Wheat Pete’s Word, July 1 — Pest pressure, rapid growth syndrome, and Happy 153rd, Canada!

For this special Canada Day edition of Wheat Pete’s Word, host Peter Johnson has got answers to your timely agronomic questions. The good news is there are no alerts this week, but that doesn’t mean you can let the throttle off scouting — there are insect pests creeping in and populations can grow very quickly!

A full summary of this episode is below the player.
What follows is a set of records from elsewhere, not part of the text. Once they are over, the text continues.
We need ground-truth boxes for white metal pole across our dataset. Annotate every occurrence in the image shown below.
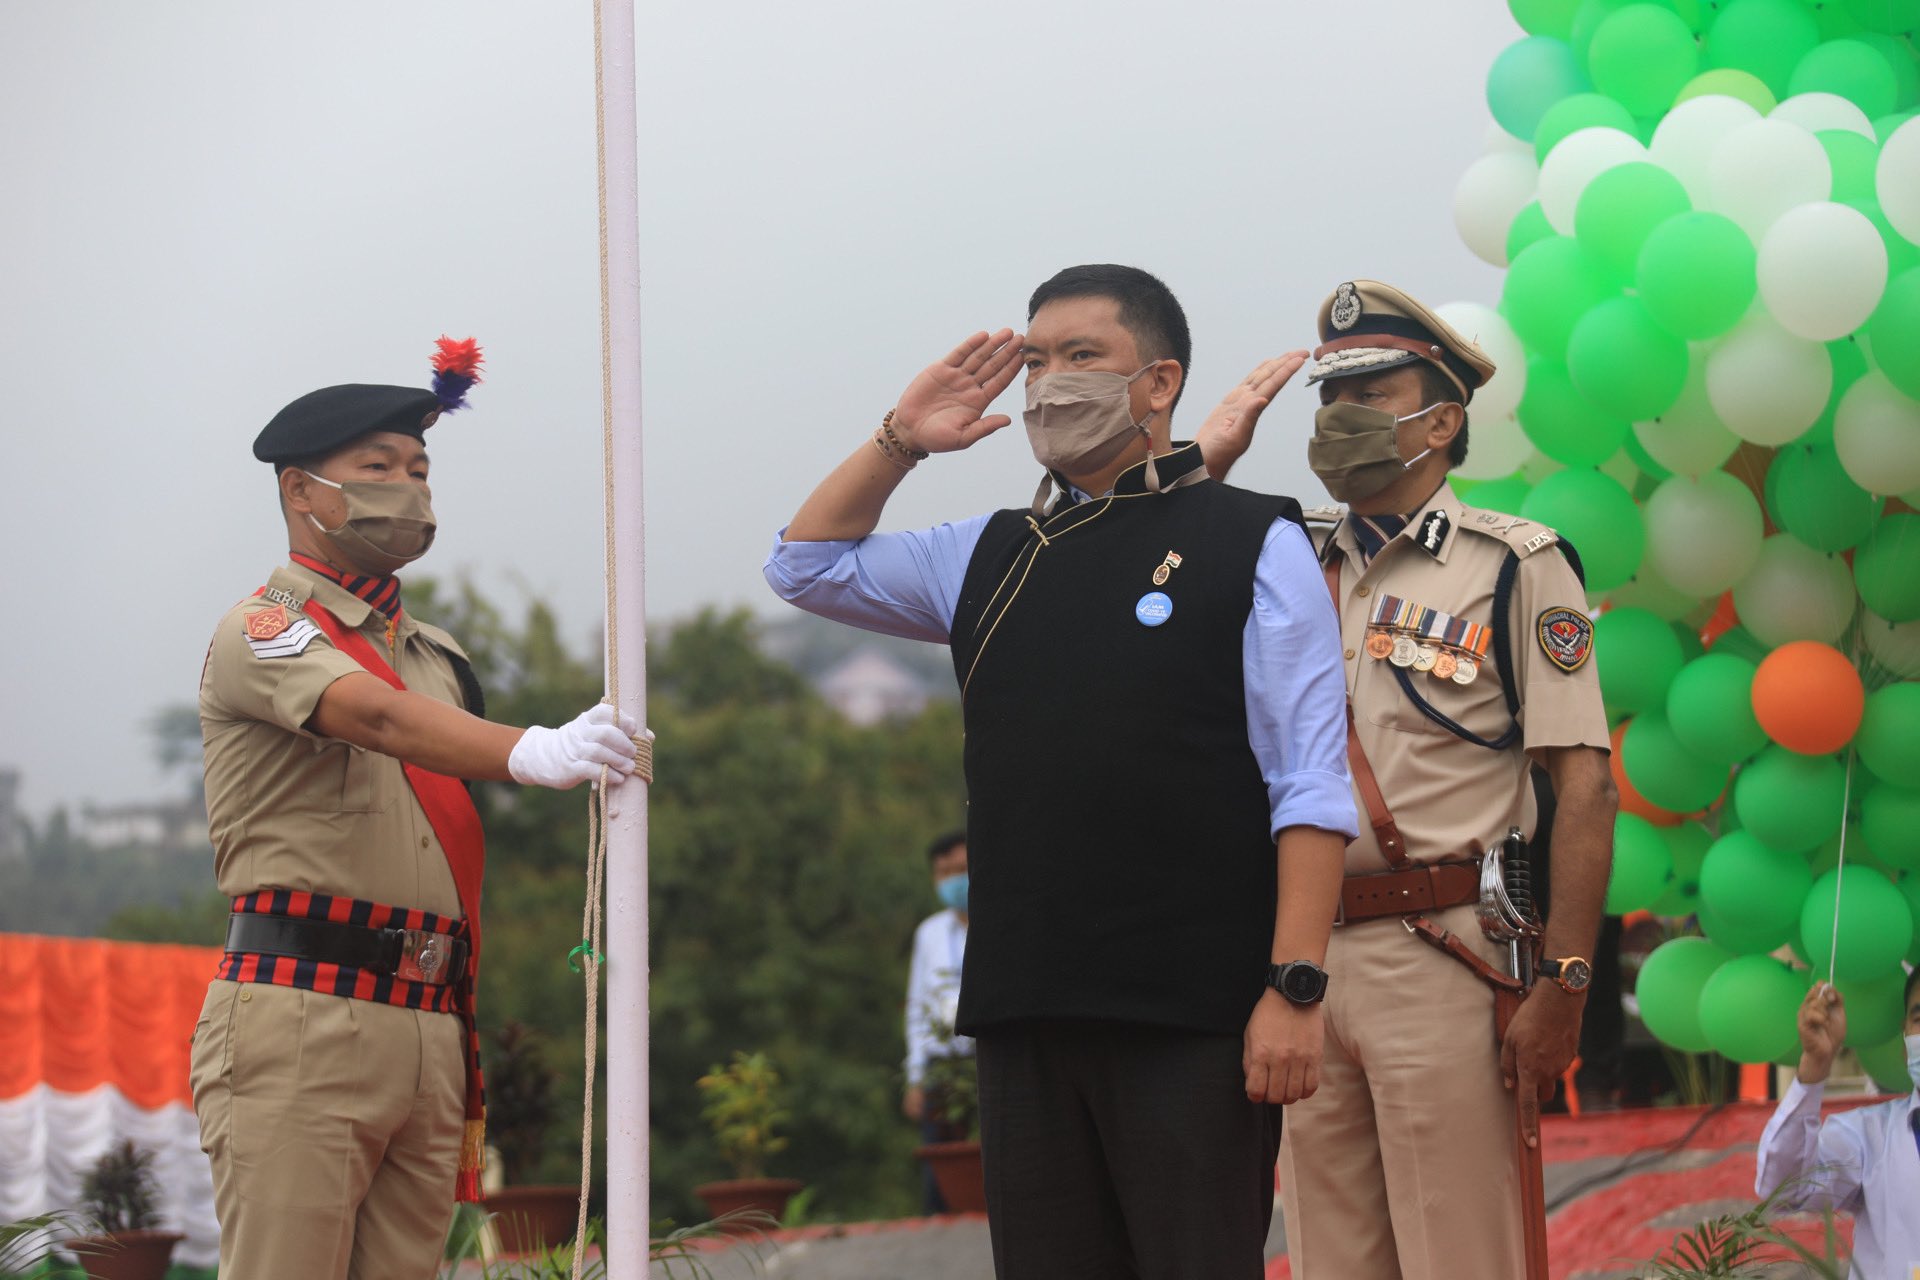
[597,0,649,1270]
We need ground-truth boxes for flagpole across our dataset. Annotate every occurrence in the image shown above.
[596,0,650,1271]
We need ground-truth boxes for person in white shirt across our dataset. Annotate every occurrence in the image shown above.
[903,829,974,1212]
[1755,969,1920,1280]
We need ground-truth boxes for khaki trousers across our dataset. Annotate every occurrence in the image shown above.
[1278,904,1524,1280]
[190,979,465,1280]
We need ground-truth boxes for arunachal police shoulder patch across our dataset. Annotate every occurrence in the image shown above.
[1330,282,1362,331]
[1536,606,1594,673]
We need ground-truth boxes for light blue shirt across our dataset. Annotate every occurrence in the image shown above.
[764,503,1357,842]
[1755,1076,1920,1280]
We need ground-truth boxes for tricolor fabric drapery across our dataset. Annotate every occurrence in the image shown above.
[0,933,220,1267]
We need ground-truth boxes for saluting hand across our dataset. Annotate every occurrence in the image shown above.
[892,330,1026,454]
[1196,350,1312,482]
[1501,985,1582,1149]
[1243,989,1323,1105]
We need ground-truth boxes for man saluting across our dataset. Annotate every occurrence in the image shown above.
[190,340,639,1280]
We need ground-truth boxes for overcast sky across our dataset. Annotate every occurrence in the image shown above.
[0,1,1518,815]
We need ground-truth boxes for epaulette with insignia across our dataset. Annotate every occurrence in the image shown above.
[242,597,320,659]
[1457,505,1560,558]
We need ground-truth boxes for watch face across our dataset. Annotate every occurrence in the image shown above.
[1559,958,1593,992]
[1280,963,1328,1003]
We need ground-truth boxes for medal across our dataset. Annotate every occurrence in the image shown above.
[1390,635,1418,667]
[1432,651,1458,680]
[1413,644,1438,672]
[1151,550,1183,587]
[1365,632,1395,660]
[1452,656,1478,684]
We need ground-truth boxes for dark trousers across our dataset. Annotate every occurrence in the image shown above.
[977,1020,1283,1280]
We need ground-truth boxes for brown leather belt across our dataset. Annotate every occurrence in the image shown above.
[1336,858,1481,925]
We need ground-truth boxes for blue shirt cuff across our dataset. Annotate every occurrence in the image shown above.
[1269,768,1360,842]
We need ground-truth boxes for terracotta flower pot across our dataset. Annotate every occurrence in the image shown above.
[482,1184,581,1253]
[915,1139,987,1214]
[693,1176,804,1231]
[72,1230,184,1280]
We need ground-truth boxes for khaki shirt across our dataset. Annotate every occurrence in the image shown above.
[1323,481,1609,874]
[198,561,473,915]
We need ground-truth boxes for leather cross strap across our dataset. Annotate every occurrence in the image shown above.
[1324,556,1411,869]
[1340,859,1481,925]
[1404,914,1523,995]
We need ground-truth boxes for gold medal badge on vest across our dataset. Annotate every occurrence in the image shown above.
[1151,550,1182,586]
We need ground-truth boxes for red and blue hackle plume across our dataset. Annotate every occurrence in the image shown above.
[430,336,484,413]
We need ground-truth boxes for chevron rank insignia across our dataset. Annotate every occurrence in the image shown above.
[245,606,320,659]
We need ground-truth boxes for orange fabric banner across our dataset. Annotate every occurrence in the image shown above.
[0,934,221,1109]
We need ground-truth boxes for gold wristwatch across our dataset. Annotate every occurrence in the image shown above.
[1539,956,1593,994]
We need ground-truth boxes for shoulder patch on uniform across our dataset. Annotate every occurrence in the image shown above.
[1461,506,1558,557]
[1536,606,1593,673]
[246,611,321,659]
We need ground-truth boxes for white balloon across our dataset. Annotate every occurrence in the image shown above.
[1861,607,1920,678]
[1705,312,1833,445]
[1731,533,1858,647]
[1538,126,1648,236]
[1452,409,1533,481]
[1634,349,1740,476]
[1484,120,1534,156]
[1706,118,1832,241]
[1757,202,1890,341]
[1643,470,1765,598]
[1453,153,1539,268]
[1435,301,1528,419]
[1650,94,1762,207]
[1878,115,1920,246]
[1769,92,1876,139]
[1834,371,1920,496]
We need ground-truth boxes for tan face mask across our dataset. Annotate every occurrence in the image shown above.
[1307,401,1439,503]
[303,472,437,576]
[1023,365,1161,512]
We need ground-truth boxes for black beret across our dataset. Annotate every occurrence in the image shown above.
[253,384,443,465]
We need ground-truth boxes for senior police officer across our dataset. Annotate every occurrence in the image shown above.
[190,346,640,1279]
[1203,281,1616,1280]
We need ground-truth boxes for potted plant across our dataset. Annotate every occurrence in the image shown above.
[68,1140,184,1280]
[913,1046,985,1214]
[479,1021,582,1253]
[692,1050,803,1229]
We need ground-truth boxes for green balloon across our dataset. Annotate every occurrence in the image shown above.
[1699,893,1794,953]
[1672,617,1705,662]
[1488,36,1594,141]
[1858,682,1920,787]
[1809,0,1870,39]
[1818,130,1881,206]
[1504,236,1618,362]
[1635,935,1732,1051]
[1596,606,1687,713]
[1675,66,1781,110]
[1904,872,1920,964]
[1622,427,1676,482]
[1590,5,1704,115]
[1518,360,1632,465]
[1736,747,1848,854]
[1836,969,1909,1046]
[1856,1033,1915,1093]
[1801,864,1915,981]
[1803,337,1871,447]
[1667,651,1768,761]
[1521,466,1645,590]
[1571,0,1681,61]
[1511,0,1584,36]
[1623,709,1733,810]
[1809,820,1888,878]
[1699,829,1816,949]
[1842,0,1920,33]
[1861,782,1920,872]
[1534,93,1641,163]
[1700,953,1808,1062]
[1652,821,1714,914]
[1609,811,1678,912]
[1711,624,1772,666]
[1855,514,1920,622]
[1568,296,1691,421]
[1705,0,1821,98]
[1791,38,1900,116]
[1767,444,1884,551]
[1636,212,1756,340]
[1576,163,1694,282]
[1867,267,1920,402]
[1855,32,1920,109]
[1507,202,1558,263]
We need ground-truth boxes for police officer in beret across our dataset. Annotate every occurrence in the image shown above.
[1203,281,1616,1280]
[190,356,639,1279]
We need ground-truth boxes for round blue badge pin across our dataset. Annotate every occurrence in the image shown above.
[1135,591,1173,627]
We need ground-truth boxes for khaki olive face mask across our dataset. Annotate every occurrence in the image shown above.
[1307,400,1440,503]
[303,471,437,576]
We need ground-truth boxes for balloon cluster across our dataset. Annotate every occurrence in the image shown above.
[1448,0,1920,1086]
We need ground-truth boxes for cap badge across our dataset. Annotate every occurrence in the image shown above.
[1330,282,1362,332]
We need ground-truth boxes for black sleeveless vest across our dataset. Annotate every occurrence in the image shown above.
[949,446,1303,1036]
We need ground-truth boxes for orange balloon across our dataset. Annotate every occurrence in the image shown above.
[1751,640,1864,756]
[1700,592,1739,649]
[1610,720,1684,827]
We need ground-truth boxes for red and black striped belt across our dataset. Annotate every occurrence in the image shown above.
[217,890,472,1013]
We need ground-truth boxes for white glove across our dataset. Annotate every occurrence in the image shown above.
[509,704,640,790]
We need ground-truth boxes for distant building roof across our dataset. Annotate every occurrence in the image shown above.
[817,648,930,726]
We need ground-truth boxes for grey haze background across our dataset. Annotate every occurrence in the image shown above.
[0,1,1515,815]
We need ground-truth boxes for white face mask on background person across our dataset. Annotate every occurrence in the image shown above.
[302,471,437,576]
[1906,1032,1920,1090]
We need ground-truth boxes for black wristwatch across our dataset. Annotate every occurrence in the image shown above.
[1266,960,1330,1006]
[1539,956,1593,995]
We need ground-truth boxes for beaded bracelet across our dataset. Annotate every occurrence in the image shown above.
[881,409,929,462]
[872,429,915,471]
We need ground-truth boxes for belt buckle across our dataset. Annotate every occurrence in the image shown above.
[395,929,449,984]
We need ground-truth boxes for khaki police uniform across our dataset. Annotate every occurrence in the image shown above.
[191,561,474,1279]
[1276,281,1610,1280]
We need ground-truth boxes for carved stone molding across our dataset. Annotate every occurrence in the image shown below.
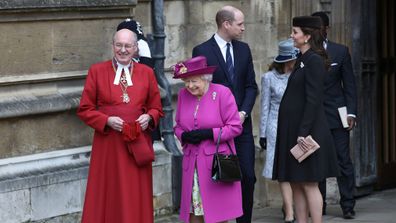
[0,146,91,192]
[0,71,167,119]
[0,71,86,119]
[0,0,137,22]
[0,0,137,10]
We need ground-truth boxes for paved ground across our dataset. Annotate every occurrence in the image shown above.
[155,188,396,223]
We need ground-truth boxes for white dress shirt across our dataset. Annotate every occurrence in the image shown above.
[214,33,234,65]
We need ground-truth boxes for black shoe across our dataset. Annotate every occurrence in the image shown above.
[322,202,327,215]
[343,210,355,219]
[284,220,295,223]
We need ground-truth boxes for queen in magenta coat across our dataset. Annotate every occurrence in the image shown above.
[173,56,243,223]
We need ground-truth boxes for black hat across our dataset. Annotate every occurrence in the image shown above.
[311,11,329,27]
[117,18,147,41]
[292,16,322,29]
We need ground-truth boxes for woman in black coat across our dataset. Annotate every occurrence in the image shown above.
[272,16,339,223]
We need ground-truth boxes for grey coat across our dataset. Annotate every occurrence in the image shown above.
[260,69,289,178]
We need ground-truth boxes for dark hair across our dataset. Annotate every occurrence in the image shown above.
[215,9,235,28]
[268,62,285,73]
[301,27,330,69]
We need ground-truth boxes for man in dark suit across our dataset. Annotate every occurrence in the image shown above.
[192,6,258,222]
[312,11,358,219]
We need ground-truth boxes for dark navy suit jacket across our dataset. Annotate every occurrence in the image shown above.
[324,41,357,129]
[192,36,258,134]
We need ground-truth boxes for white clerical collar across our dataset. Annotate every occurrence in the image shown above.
[113,59,133,86]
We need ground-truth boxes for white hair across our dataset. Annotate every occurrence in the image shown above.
[200,74,213,82]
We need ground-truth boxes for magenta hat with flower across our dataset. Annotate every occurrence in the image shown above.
[172,56,217,79]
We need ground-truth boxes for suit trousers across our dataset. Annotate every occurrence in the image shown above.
[234,131,256,223]
[319,128,356,213]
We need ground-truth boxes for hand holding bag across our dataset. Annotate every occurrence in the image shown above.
[122,122,155,167]
[122,122,141,142]
[211,128,242,182]
[290,135,320,163]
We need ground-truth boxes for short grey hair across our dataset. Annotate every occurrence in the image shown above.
[200,74,213,82]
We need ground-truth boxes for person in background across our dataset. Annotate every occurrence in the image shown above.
[173,56,243,223]
[117,18,154,68]
[117,18,162,142]
[192,6,258,222]
[272,16,339,223]
[260,38,298,223]
[312,11,358,219]
[77,29,163,223]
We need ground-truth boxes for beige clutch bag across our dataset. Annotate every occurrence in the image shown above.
[290,135,320,163]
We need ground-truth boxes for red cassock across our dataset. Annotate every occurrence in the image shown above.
[77,60,163,223]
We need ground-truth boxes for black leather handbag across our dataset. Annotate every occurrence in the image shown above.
[211,128,242,182]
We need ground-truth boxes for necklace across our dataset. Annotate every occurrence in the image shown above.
[193,83,210,117]
[112,60,133,103]
[120,73,130,103]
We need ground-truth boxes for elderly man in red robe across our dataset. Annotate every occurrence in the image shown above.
[77,28,163,223]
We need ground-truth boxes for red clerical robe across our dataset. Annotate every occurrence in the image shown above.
[77,60,163,223]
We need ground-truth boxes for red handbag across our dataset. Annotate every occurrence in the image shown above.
[122,122,154,167]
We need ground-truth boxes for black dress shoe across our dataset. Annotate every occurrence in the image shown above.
[343,210,355,219]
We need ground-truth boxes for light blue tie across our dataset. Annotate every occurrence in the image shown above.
[226,43,235,81]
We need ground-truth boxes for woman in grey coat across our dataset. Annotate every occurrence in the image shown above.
[260,38,298,223]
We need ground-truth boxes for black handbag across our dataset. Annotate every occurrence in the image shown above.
[211,128,242,182]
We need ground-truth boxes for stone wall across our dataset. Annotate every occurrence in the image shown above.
[0,143,172,222]
[0,1,174,222]
[0,0,137,158]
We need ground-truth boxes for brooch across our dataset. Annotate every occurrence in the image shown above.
[174,63,188,74]
[212,92,217,100]
[300,62,305,68]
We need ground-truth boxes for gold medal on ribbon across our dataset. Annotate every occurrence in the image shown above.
[122,93,130,103]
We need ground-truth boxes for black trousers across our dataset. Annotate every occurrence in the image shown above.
[319,128,356,213]
[235,133,256,223]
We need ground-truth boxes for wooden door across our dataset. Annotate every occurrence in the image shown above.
[377,0,396,188]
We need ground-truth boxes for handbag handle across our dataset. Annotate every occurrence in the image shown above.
[215,128,235,155]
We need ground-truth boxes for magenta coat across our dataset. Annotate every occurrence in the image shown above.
[174,83,243,223]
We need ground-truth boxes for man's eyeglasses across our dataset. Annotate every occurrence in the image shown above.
[113,43,137,50]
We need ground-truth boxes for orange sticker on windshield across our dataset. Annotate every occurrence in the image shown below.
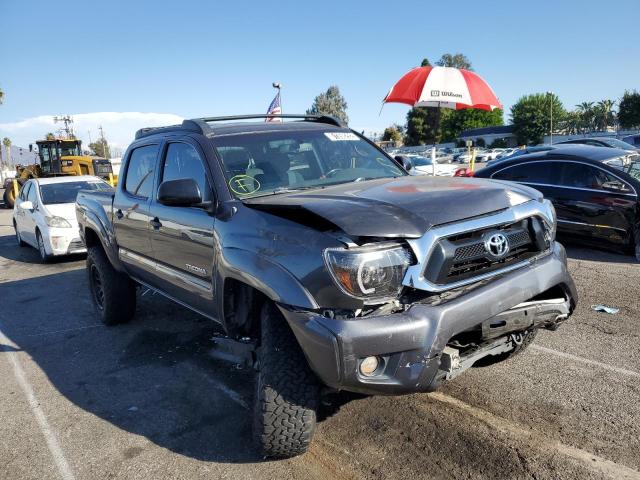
[229,175,260,195]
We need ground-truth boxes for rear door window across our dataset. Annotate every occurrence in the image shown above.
[492,161,558,185]
[560,162,632,192]
[124,145,158,198]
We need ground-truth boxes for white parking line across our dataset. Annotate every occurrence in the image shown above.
[0,324,76,480]
[531,345,640,379]
[430,392,640,480]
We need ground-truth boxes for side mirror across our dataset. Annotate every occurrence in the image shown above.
[157,178,202,206]
[395,155,413,172]
[20,200,34,210]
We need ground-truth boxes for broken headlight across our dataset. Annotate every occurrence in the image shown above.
[542,199,556,243]
[324,243,413,303]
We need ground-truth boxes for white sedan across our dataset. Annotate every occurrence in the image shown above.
[12,176,112,262]
[407,156,458,176]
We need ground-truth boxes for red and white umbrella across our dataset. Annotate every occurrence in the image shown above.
[383,66,502,111]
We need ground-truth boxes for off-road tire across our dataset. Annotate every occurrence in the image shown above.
[14,221,26,247]
[86,245,136,325]
[474,329,538,367]
[36,230,51,263]
[253,303,319,459]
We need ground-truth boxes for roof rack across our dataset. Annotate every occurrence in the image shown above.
[134,114,346,140]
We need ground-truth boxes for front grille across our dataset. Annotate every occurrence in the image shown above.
[423,217,547,286]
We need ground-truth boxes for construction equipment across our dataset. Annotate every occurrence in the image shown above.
[2,121,118,208]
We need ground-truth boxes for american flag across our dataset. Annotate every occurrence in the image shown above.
[265,91,282,122]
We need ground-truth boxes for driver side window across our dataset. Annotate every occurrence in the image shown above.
[162,143,212,202]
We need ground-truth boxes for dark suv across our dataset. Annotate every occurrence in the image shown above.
[76,114,577,458]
Have a question you’d like Johnson to address or some yield results to send in? Disagree with something he’s said? Leave him a message at 1-888-746-3311, send him a tweet (@wheatpete), or email him at [email protected].

SUMMARY

  • Happy Canada Day!
  • There’s some BIG wheat out there. Northern Illinois, adopting some wheat management tips for this “forgotten crop.” 56 kernels per head, 75 heads per square foot. Math spells out to about 244 bushel per acre wheat! Highly productive soil. Can’t wait to see the numbers when it’s combined.
  • Pea crop for Ontario, and yields are solid
  • It is DRY in some places, and super wet in some other areas
  • Edible beans got a huge blast of rain, conventional tillage, a little slope, and just tonnes of erosion in the field. Really stings.
  • The Big White Combine rolled through southern Alberta
  • Corn, soy and edible beans don’t mind dry weather right now — as in, it’s not going to significantly impact yield right now. It’s not a critical time. For corn, it’s all about rain in the seven days before tassel and the weather post-tassel. Heck, this is corn weather, though. 30 degrees C is the sweet spot, plus warm nights.
  • Thursday to Tuesday, 5 days…growing 6″ per day in this weather
  • Wheat suffers in this heat. An inch of rain right now would make some grain, for sure. Wheat doesn’t love over 25 degrees C.
  • Leafhopper update for alfalfa was a great reminder to get out and scout. That’s what the Word is all about!
  • No alerts this week, but scout, scout, scout.
  • Spider mites like dry, and will move out of the wheat (or the fencerow!) into the soybeans. Check out the Soybean School on this topic. Don’t let them get ahead of you. It has to be the right product! Don’t kill your beneficials
  • Soybean aphids are there, but the beneficials are working hard (you are welcome, says the Wheat Crop). Populations can explode
  • White mould control timing is now! Soybean with a flower in the top two nodes of the plant is prime time for pass one. Use the Sporecaster app.
  • Fungicide in corn. Which products do what? Over-the-top application vs. directed spray. Somewhat better coverage, but still, fly-on or high clearance sprayer still works well. Gibberella control is a little better with directed nozzles.
  • Dissolved urea question — does it have to be feed-grade? Well, no, but do watch the biuret levels (it can burn if the levels are too high)
  • With dry weather, manganese deficiencies show up, and needs corrected
  • Zinc and sulphur and magnesium deficiencies showing up in the corn crop, too. Get some symptoms tallied up and do some research. Don’t confuse any of these with rapid growth syndrome
  • Plant sap or tissue analysis? If you’ve got patches or strips of issues, do a comparative analysis between healthy and not healthy crops.
  • Potash (K) deficiency in soybean? Broadcast potash ahead of a rain!